Par ailleurs, la tendance actuelle est de s’intéresser à ce qui est original et, par conséquent, à croire que cette recherche de l’originalité et de la nouveauté fut le moteur principal des artistes. Il est exact qu’aujourd’hui, bon nombre de créateurs contemporains cherchant à se faire reconnaître essaient de s’affranchir à tout prix de ce qui a déjà été fait et veulent marquer leur temps par une oeuvre absolument inédite. En réalité, la mise en perspective des œuvres d’art montre, à mon sens, que les grands artistes du passé ont surtout été motivés par la volonté de faire mieux, ce qui est très différent. Cette quête de la perfection, impossible à assouvir, a parfois conduit à des nouveautés techniques et artistiques fantastiques, mais je doute fort que Le Caravage ou Michel-Ange, par exemple, aient voulu au fond d’eux marquer leur époque par la seule volonté de faire quelque chose de purement original.
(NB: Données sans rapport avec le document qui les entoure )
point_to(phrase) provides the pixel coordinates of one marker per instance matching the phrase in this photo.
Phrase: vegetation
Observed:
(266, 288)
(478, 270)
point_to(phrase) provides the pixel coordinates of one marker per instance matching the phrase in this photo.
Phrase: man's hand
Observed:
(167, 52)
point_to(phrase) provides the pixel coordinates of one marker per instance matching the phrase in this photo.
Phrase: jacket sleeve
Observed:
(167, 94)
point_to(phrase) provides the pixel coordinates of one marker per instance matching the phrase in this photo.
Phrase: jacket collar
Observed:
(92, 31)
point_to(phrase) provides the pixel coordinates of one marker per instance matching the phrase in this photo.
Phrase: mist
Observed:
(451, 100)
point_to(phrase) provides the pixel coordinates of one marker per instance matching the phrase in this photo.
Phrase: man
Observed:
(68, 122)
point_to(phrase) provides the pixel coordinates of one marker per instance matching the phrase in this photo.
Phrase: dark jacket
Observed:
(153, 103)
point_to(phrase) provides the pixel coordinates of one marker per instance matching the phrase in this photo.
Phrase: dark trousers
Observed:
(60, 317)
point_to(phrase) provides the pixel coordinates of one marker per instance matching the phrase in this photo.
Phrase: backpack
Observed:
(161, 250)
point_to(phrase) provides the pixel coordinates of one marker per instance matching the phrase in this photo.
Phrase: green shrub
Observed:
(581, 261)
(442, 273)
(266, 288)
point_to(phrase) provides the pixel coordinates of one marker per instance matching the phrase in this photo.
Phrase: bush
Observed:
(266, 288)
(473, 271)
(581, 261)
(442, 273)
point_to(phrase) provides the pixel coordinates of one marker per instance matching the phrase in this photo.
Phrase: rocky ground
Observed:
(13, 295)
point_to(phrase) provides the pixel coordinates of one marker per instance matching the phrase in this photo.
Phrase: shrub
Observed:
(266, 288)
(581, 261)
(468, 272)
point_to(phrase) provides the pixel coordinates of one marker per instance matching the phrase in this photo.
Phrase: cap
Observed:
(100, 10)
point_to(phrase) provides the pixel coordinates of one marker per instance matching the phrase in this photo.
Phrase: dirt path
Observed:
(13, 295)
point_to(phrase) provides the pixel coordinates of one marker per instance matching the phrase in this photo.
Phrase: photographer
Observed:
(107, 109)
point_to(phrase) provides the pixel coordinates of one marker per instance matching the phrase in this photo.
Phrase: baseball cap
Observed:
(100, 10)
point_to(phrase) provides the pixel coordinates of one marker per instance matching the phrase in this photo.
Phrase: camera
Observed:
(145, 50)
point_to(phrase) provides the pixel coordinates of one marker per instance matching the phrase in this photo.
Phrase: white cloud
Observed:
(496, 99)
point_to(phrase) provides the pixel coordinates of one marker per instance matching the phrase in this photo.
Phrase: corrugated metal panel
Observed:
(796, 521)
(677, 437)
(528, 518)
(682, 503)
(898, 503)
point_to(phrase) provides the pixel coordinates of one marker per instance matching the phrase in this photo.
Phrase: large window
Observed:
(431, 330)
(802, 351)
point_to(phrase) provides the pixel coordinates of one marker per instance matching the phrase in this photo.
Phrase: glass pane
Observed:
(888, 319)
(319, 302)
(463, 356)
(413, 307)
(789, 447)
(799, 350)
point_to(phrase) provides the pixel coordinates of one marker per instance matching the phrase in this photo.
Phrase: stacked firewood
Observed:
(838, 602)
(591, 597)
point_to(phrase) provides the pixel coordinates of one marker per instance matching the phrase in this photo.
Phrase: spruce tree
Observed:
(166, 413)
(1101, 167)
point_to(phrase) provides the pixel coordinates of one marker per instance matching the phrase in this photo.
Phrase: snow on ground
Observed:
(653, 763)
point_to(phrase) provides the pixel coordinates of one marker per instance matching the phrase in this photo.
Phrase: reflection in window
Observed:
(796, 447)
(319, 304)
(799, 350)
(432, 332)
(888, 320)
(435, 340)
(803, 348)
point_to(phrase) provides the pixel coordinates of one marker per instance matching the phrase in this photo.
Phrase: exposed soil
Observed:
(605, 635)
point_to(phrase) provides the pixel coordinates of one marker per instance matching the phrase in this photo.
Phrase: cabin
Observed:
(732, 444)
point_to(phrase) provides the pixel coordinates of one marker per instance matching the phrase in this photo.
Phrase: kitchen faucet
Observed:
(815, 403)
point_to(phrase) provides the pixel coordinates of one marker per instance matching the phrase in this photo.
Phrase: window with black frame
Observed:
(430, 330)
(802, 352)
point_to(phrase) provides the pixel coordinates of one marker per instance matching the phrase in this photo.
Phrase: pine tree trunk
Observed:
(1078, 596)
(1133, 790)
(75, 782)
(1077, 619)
Leur sensibilité les a certainement amené sur des voies bien particulières, mais je crois qu’ils voulaient avant tout réaliser une oeuvre sublime.

Mosaïque romaine – Tunisie

Enfin – et ce point est lié au précédent – on est frappé par l’importance qu’a peu à peu pris l’artiste par rapport à son oeuvre. Aujourd’hui, des artistes sont plus connus que leurs créations. Quelle différence avec une époque où l’oeuvre était au centre de tout ! Qui connaît les architectes de nos cathédrales ? Encore faut-il distinguer les artistes dont le nom est connu parce que leurs créations sont magnifiques et les artistes qui se sont efforcés de se faire connaître au moyen de leurs œuvres. Et l’on touche là à un aspect essentiel, je crois, de l’histoire récente de l’art : l’orgueil de l’artiste qui tient à s’affranchir de toute référence en vue d’exister pour et par lui-même. Il existe encore de nos jours, Dieu merci, d’excellents artistes mais je vise ici ceux que l’on met systématiquement en avant, ceux qui sont promus à toutes forces par des institutions officielles parce qu’ils sont dans la transgression et la nouveauté, les critères de Beauté et de perfection étant devenus totalement hors-la-loi.

Il serait trop long et très polémique de s’étendre encore davantage sur ce sujet, mais je renvoie, pour ceux que cela amuse, vers cette note : http://www.damiencolcombet.com/archive/2010/03/30/la-grande-falsification.html

Histoire de l’art – E.H. Gombrich – Ed. Phaidon – 2001 – 688 p. – Existe également en édition poche.